Alberto Pradilla
Alberto Pradilla

Cambiarse de camiseta en la extraña dictadura de Venezuela

"Cuidado con la franela. Es mejor que se la cambien, porque en otros barrios de Caracas puede ser peligroso". La advertencia me la realizó el viernes por la tarde un asistente al desfile cívico-militar celebrado en Los Próceres y que conmemoraba el 203 aniversario de la independencia de Venezuela. Tras la investidura de Nicolás Maduro, yo exhibía una camiseta roja con la silueta de Hugo Chávez realizando el saludo militar y la inscripción "yo soy un chavista maduro". Una ostentación que mi acompañante no consideró prudente más allá de la gran avenida donde cientos de bolivarianos se habían concentrado para saludar a sus Fuerzas Armadas. Curiosa esta dictadura, como dijo Eduardo Galeano, en la que los partidarios de un Gobierno democráticamente elegido tienen que esconder su opción política por temor a ser agredidos por opositores que denuncian, precisamente, esta misma persecución.
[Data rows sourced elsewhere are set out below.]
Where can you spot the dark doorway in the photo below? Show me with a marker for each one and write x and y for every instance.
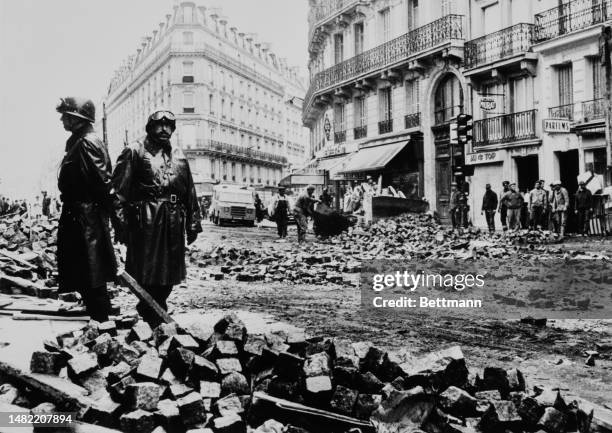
(568, 173)
(527, 171)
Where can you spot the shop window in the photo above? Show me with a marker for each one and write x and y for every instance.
(565, 86)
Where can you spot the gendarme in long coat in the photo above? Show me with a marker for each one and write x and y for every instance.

En mi habitual inconsciencia, seguí caminando hacia el metro sin cambiar de vestimenta. Cuando llegué a la cola, comprobé que el hombre que me había advertido no era el único con el mismo temor. Frente a mis ojos, varios chavistas guardaban sus camisetas rojas y se transformaban en ciudadanos-no-agredibles escondiendo cualquier distintivo revolucionario. Inaudito. Hasta el momento solo me había tocado enfrentarme a miradas inquisitivas o algún comentario despectivo en voz alta, una vez que me habían dado la espalda. Nada grave. Obviamente, todas estas insinuaciones apuntaban a la falta de libertades que asfixian a Venezuela. Y yo vuelvo a plantearme, qué extraña opresión que obliga a disfrazar la filiación política a quienes vienen de ganar unas elecciones.

Finalmente, como los bares del mítico "callejón de la puñalada", en Sábana Grande, estaban misteriosamente cerrados, emprendimos el camino hacia el este. Y ahí sí, no hubo opción. Antes de sentarme en una terraza ya me había colocado otra franela blanca, con el distintivo chavista convenientemente escondido, para evitar levantar suspicacias.

No es paranoia. Los temores de los bolivarianos a ser atacados no se limitan a hechos aislados. El miércoles, junto a tres compañeros, aguardábamos junto a la urbanización La Limonera, en Baruta, Estado de Miranda, después de entrevistar a Edgardo Ponce, hermano de José Luis, una de las víctimas de la ola de violencia desatada por la oposición. Este conjunto de casas, perteneciente a la Misión Vivienda que garantiza el derecho a techo a los más desfavorecidos, constituye un islote de justicia social en una zona acaudalada. Por eso, a los ricos hacendados les toca las clases sociales que los desarrapados disfruten de un digno domicilio en su paraíso capitalista. Al no disponer de vehículo, nos planteamos bajar andando hacia Baruta. "No es una buena idea tal y como está la situación", nos advirtió uno de nuestros acompañantes. Dos días antes, un joven había sido tiroteado desde un edificio cercano, donde residen los antichavistas. Un día después, otro vecino fue asesinado, convirtiéndose en la novena víctima de la derecha en una semana. Desde que se puso en marcha La Limonera, los ataques contra sus bienes han sido incesantes.

Como resulta obvio, nada de esto se menciona en la mayoría de medios internacionales. Ni una palabra. O todavía peor. En el caso de hacer referencia, se esconden las agresiones bajo la definició impersonal de "enfrentamientos". Como si dos grupos hubiesen chocado. Como si los muertos los hubiesen puesto ambas partes. Como si a José Luis Ponce no le hubiesen disparado por la espalda. Una construcción de la realidad que se convierte en hecho inapelable cuando los mismos que la difunden terminan por creérsela, proclamando a los cuatro vientos que en el régimen totalitario venezolano se persigue a quien no es chavista.

Galeano tenía razón. Qué extraña esta dictadura. Y qué distinto lo que ocurre en sus calles de lo que luego nos cuentan.